The only rule when creating a role is that it must start with ROLE_. If it doesn’t, you won’t get an error, but security won’t be enforced.

Try it out by logging in as admin. But first, reload the fixtures, since our users were deleted earlier when running our functional test.

Now, try to create an event. No access! Our admin user has ROLE_USER and ROLE_ADMIN, but not ROLE_EVENT_CREATE. If we want to give all administrators the ability to create events, we can take advantage of role hierarchy, which we can see in security.yml. Add ROLE_EVENT_CREATE to ROLE_ADMIN and refresh again:

# app/config/security.yml
security:
    # ...
    role_hierarchy:
        ROLE_ADMIN:       [ROLE_USER, ROLE_EVENT_CREATE]
        ROLE_SUPER_ADMIN: [ROLE_USER, ROLE_ADMIN, ROLE_ALLOWED_TO_SWITCH]

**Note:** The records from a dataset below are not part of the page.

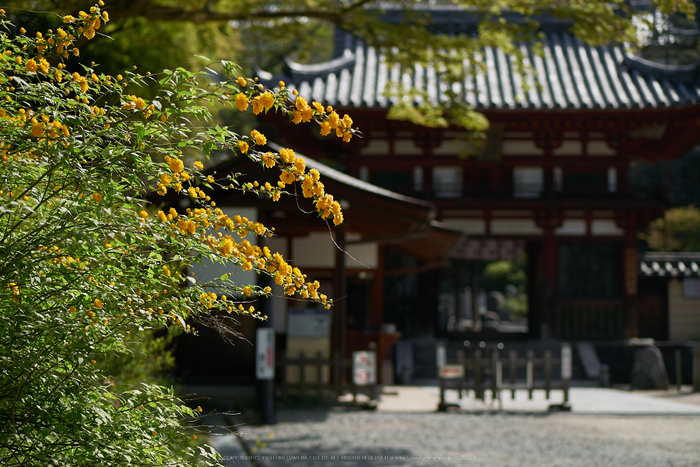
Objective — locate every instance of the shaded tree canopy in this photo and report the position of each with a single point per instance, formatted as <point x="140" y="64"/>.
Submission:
<point x="269" y="30"/>
<point x="678" y="230"/>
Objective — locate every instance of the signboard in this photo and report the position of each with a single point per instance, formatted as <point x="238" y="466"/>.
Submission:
<point x="488" y="249"/>
<point x="364" y="368"/>
<point x="440" y="356"/>
<point x="309" y="322"/>
<point x="565" y="361"/>
<point x="265" y="353"/>
<point x="451" y="371"/>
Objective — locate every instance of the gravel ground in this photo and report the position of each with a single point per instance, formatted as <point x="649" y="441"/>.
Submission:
<point x="314" y="437"/>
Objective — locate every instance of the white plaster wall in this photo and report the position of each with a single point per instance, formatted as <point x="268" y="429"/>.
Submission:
<point x="600" y="148"/>
<point x="605" y="227"/>
<point x="375" y="147"/>
<point x="683" y="313"/>
<point x="569" y="148"/>
<point x="520" y="148"/>
<point x="572" y="227"/>
<point x="207" y="271"/>
<point x="316" y="250"/>
<point x="515" y="227"/>
<point x="469" y="226"/>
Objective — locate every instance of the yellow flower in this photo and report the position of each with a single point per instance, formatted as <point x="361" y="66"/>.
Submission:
<point x="287" y="155"/>
<point x="37" y="130"/>
<point x="257" y="105"/>
<point x="258" y="137"/>
<point x="241" y="101"/>
<point x="267" y="100"/>
<point x="333" y="120"/>
<point x="287" y="177"/>
<point x="176" y="165"/>
<point x="268" y="159"/>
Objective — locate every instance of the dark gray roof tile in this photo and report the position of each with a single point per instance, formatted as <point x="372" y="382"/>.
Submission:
<point x="571" y="75"/>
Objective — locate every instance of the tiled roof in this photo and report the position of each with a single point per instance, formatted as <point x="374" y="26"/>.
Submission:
<point x="670" y="264"/>
<point x="573" y="75"/>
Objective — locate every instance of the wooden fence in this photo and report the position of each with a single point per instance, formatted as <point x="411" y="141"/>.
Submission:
<point x="321" y="378"/>
<point x="492" y="370"/>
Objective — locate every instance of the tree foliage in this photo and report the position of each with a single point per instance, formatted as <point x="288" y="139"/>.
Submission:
<point x="402" y="29"/>
<point x="89" y="261"/>
<point x="677" y="230"/>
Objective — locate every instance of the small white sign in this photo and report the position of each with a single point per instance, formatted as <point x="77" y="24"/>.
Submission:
<point x="440" y="356"/>
<point x="265" y="353"/>
<point x="451" y="371"/>
<point x="364" y="368"/>
<point x="565" y="362"/>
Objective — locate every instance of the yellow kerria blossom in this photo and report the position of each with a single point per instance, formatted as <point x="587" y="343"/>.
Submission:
<point x="241" y="101"/>
<point x="325" y="129"/>
<point x="176" y="165"/>
<point x="37" y="130"/>
<point x="333" y="120"/>
<point x="287" y="177"/>
<point x="258" y="137"/>
<point x="268" y="159"/>
<point x="267" y="99"/>
<point x="287" y="155"/>
<point x="257" y="105"/>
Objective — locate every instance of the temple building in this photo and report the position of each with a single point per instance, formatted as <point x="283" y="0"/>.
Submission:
<point x="547" y="189"/>
<point x="532" y="234"/>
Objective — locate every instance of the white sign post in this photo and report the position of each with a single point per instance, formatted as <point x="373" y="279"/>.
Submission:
<point x="364" y="368"/>
<point x="265" y="353"/>
<point x="566" y="361"/>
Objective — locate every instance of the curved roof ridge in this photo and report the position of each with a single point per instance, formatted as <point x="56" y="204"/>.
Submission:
<point x="311" y="71"/>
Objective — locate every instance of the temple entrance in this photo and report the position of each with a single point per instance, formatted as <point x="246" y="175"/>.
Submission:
<point x="483" y="297"/>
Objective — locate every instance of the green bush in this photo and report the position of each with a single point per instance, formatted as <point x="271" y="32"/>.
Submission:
<point x="89" y="268"/>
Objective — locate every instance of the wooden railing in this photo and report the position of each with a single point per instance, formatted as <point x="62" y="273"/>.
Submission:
<point x="589" y="319"/>
<point x="495" y="372"/>
<point x="321" y="378"/>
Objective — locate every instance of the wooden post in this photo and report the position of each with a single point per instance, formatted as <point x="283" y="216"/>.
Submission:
<point x="478" y="389"/>
<point x="302" y="370"/>
<point x="495" y="364"/>
<point x="530" y="372"/>
<point x="513" y="369"/>
<point x="566" y="372"/>
<point x="319" y="375"/>
<point x="547" y="372"/>
<point x="285" y="383"/>
<point x="696" y="368"/>
<point x="460" y="381"/>
<point x="442" y="406"/>
<point x="679" y="370"/>
<point x="337" y="368"/>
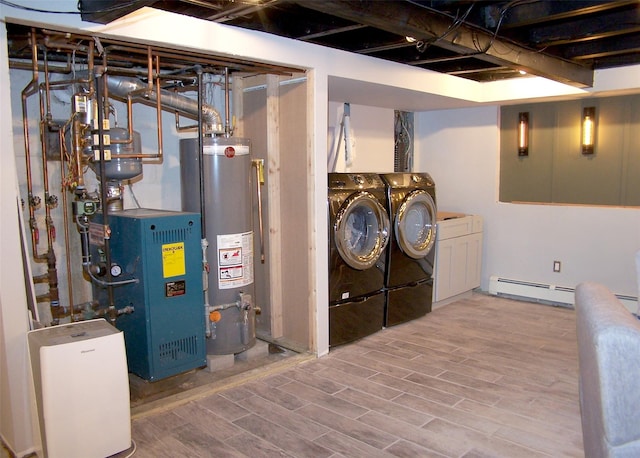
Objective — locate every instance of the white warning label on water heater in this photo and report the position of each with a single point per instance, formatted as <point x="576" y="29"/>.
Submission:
<point x="235" y="260"/>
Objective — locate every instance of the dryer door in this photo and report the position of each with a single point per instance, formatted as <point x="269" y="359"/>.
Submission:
<point x="361" y="230"/>
<point x="415" y="224"/>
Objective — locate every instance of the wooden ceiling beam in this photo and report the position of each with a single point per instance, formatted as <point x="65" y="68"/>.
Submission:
<point x="437" y="29"/>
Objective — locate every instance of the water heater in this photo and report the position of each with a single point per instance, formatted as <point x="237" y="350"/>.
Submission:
<point x="164" y="327"/>
<point x="226" y="167"/>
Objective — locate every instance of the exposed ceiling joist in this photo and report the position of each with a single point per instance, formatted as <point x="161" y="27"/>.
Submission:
<point x="439" y="30"/>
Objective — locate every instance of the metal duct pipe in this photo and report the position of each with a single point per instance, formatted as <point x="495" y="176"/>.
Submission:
<point x="122" y="86"/>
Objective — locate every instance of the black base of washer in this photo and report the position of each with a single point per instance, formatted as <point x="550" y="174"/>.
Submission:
<point x="406" y="303"/>
<point x="349" y="321"/>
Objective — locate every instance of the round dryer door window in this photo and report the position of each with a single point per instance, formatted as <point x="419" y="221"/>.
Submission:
<point x="415" y="224"/>
<point x="361" y="230"/>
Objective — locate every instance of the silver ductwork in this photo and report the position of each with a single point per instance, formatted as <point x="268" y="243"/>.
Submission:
<point x="123" y="86"/>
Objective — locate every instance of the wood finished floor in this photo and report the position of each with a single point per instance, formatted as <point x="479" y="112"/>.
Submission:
<point x="480" y="377"/>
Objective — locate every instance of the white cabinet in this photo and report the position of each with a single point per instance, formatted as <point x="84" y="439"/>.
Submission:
<point x="458" y="256"/>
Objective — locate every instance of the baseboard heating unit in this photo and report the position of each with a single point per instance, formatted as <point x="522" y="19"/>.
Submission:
<point x="543" y="292"/>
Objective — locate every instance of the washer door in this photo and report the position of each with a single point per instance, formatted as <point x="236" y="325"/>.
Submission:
<point x="415" y="224"/>
<point x="361" y="230"/>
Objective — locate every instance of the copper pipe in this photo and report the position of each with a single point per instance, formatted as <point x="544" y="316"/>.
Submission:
<point x="65" y="216"/>
<point x="158" y="108"/>
<point x="28" y="91"/>
<point x="45" y="118"/>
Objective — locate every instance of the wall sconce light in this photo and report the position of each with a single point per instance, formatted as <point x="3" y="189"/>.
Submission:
<point x="588" y="129"/>
<point x="523" y="133"/>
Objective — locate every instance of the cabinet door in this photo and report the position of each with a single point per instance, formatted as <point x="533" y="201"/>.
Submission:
<point x="458" y="264"/>
<point x="474" y="261"/>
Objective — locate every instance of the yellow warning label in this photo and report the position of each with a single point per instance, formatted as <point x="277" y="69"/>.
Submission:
<point x="173" y="260"/>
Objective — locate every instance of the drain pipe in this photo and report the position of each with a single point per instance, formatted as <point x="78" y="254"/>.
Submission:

We are in! Now let’s schedule that wookiee wine down!

Strategies for Controller Access

Keep these two tips in mind when using roles:

  1. Protect the actual parts of your application using feature-specific roles, not user-specific roles. This means your roles should describe the features they give you access to, like ROLE_EVENT_CREATE and not the type of user that should have access, like ROLE_ADMIN.
  1. Use the role hierarchy section to manage which types of users have which roles. For example, you might decide that ROLE_USER should have ROLE_BLOG_CREATE and ROLE_EVENT_CREATE, which you setup here. Assign your actual users these user-specific roles, like ROLE_USER or ROLE_MARKETING.

By following these tips, you’ll be able to easily control the exact areas of your site that different users have access to.